Les élections européennes ont donné lieu à plusieurs types d’analyses. Tout d’abord, dans l’année qui a précédé la campagne électorale européenne, le décryptage des résultats des élections nationales qui se déroulaient à travers l’Europe : Pays-Bas, Espagne, Suède, Pologne, Portugal… Une question transversale dominait ces analyses : la vague populiste était-elle en train de se renforcer ? Au-delà de situations nationales toujours singulières, l’extrême droite prenait-elle une dimension européenne ou la tendance était-elle plutôt celle d’un glissement général des électorats vers la droite ? La critique des avancées récentes en matière de politique environnementale est apparue comme la passerelle privilégiée rapprochant les mouvements conservateurs de l’extrême droite. La possibilité d’une alliance des groupes parlementaires conservateurs et populistes dans la nouvelle assemblée européenne pouvait déjà être envisagée.

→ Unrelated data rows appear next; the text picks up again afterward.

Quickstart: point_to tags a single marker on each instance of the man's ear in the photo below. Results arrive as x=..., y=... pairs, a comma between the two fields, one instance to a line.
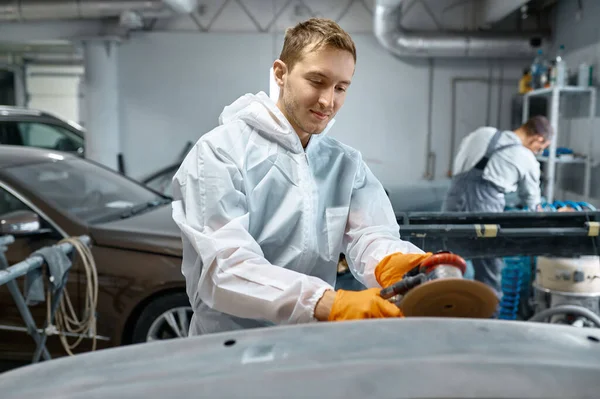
x=279, y=72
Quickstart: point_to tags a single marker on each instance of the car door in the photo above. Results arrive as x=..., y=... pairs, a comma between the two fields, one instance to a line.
x=14, y=340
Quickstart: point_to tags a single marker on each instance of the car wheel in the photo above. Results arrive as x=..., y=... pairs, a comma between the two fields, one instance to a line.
x=166, y=317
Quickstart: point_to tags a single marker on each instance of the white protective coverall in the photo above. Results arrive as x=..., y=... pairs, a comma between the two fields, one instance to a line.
x=263, y=220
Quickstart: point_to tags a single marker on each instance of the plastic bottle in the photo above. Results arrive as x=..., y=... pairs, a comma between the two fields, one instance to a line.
x=561, y=67
x=538, y=69
x=525, y=82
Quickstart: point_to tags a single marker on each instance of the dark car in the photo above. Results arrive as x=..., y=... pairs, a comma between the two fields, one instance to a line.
x=34, y=128
x=135, y=243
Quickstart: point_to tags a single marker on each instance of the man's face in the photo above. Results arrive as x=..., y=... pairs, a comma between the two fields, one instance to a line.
x=315, y=89
x=537, y=143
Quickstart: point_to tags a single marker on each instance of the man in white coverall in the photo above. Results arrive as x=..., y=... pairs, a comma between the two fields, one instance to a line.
x=266, y=202
x=491, y=163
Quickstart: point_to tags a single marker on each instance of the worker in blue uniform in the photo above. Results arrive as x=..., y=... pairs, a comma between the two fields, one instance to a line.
x=491, y=163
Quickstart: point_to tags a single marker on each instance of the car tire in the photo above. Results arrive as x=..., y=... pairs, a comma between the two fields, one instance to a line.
x=165, y=317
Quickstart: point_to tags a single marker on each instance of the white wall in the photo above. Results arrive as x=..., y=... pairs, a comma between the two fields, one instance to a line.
x=174, y=86
x=578, y=32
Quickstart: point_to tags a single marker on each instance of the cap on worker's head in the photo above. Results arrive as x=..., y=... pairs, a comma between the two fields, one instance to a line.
x=539, y=125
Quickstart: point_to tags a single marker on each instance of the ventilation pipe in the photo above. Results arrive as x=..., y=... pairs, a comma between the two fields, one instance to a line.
x=36, y=10
x=398, y=41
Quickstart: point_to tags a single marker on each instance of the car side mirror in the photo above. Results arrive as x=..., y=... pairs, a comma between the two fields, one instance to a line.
x=20, y=223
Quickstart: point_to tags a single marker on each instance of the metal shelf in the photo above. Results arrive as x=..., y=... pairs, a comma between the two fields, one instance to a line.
x=552, y=160
x=564, y=89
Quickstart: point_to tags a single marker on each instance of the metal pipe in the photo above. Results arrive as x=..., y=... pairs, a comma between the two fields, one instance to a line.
x=490, y=231
x=400, y=42
x=429, y=155
x=36, y=10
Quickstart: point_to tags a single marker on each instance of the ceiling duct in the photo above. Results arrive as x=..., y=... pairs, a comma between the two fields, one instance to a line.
x=36, y=10
x=398, y=41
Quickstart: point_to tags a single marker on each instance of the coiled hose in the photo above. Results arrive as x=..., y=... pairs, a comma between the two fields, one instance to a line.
x=515, y=283
x=66, y=319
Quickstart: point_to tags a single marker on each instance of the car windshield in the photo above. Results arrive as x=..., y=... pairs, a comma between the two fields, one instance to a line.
x=85, y=190
x=162, y=182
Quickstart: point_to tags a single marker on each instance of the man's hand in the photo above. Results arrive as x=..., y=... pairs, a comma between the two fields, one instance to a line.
x=393, y=267
x=354, y=305
x=324, y=305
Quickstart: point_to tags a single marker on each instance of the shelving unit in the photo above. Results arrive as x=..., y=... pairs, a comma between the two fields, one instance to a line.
x=556, y=94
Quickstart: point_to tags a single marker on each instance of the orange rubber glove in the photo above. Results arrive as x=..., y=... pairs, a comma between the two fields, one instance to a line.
x=366, y=304
x=393, y=267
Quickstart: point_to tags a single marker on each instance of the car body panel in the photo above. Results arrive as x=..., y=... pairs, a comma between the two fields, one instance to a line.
x=378, y=358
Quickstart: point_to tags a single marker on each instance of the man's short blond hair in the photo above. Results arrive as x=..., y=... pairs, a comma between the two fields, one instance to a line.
x=311, y=35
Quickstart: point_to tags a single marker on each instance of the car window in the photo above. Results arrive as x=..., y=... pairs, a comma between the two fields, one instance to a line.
x=83, y=189
x=43, y=135
x=10, y=203
x=162, y=183
x=10, y=133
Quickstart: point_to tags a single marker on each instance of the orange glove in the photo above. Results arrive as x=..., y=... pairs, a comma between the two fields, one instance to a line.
x=366, y=304
x=393, y=267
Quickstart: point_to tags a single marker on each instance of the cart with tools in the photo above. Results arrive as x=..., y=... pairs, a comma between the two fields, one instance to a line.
x=564, y=266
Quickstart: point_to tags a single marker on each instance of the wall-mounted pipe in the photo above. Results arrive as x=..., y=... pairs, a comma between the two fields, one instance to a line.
x=453, y=109
x=36, y=10
x=402, y=43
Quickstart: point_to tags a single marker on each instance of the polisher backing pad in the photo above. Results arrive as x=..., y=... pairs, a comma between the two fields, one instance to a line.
x=453, y=297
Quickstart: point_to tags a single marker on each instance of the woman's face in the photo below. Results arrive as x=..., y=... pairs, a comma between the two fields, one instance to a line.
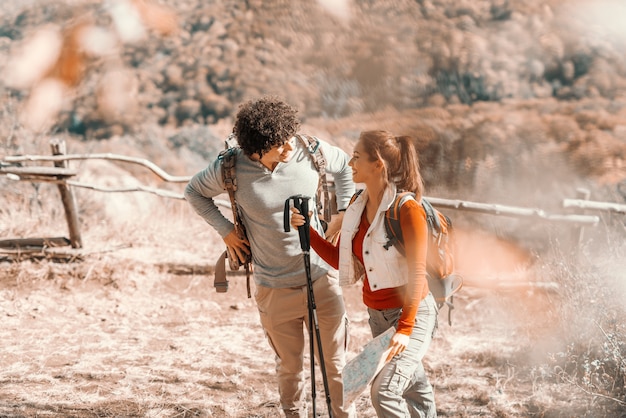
x=363, y=169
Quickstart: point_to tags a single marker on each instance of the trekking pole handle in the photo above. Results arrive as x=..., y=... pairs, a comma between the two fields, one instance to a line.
x=301, y=203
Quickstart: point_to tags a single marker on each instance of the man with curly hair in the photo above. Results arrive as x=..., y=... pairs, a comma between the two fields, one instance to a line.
x=271, y=166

Un deuxième ensemble d’interventions permettait de parcourir les grands thèmes de la campagne électorale européenne : la souveraineté européenne, la politique d’élargissement, la relation franco-allemande, le budget européen, la politique de défense, la politique de santé, le pacte migratoire européen, la politique agricole commune, la politique de cohésion, etc. Plusieurs contributions ont porté sur la critique des programmes électoraux de La France Insoumise et du Rassemblement national. Après le jour du vote, un nouveau tour d’Europe permettait de faire le point sur un ensemble de résultats significatifs chez nos voisins : en Allemagne, en Italie, en Espagne, en Pologne, aux Pays-Bas, en Hongrie et en Suède. Au-delà des situations nationales, un regard transversal sur l’état des gauches en Europe montrait l’affaiblissement des sociaux-démocrates à la fois au Parlement et au Conseil européen. Pour la France également, le constat post-électoral est celui d’un recul annoncé de son influence au sein des institutions européennes.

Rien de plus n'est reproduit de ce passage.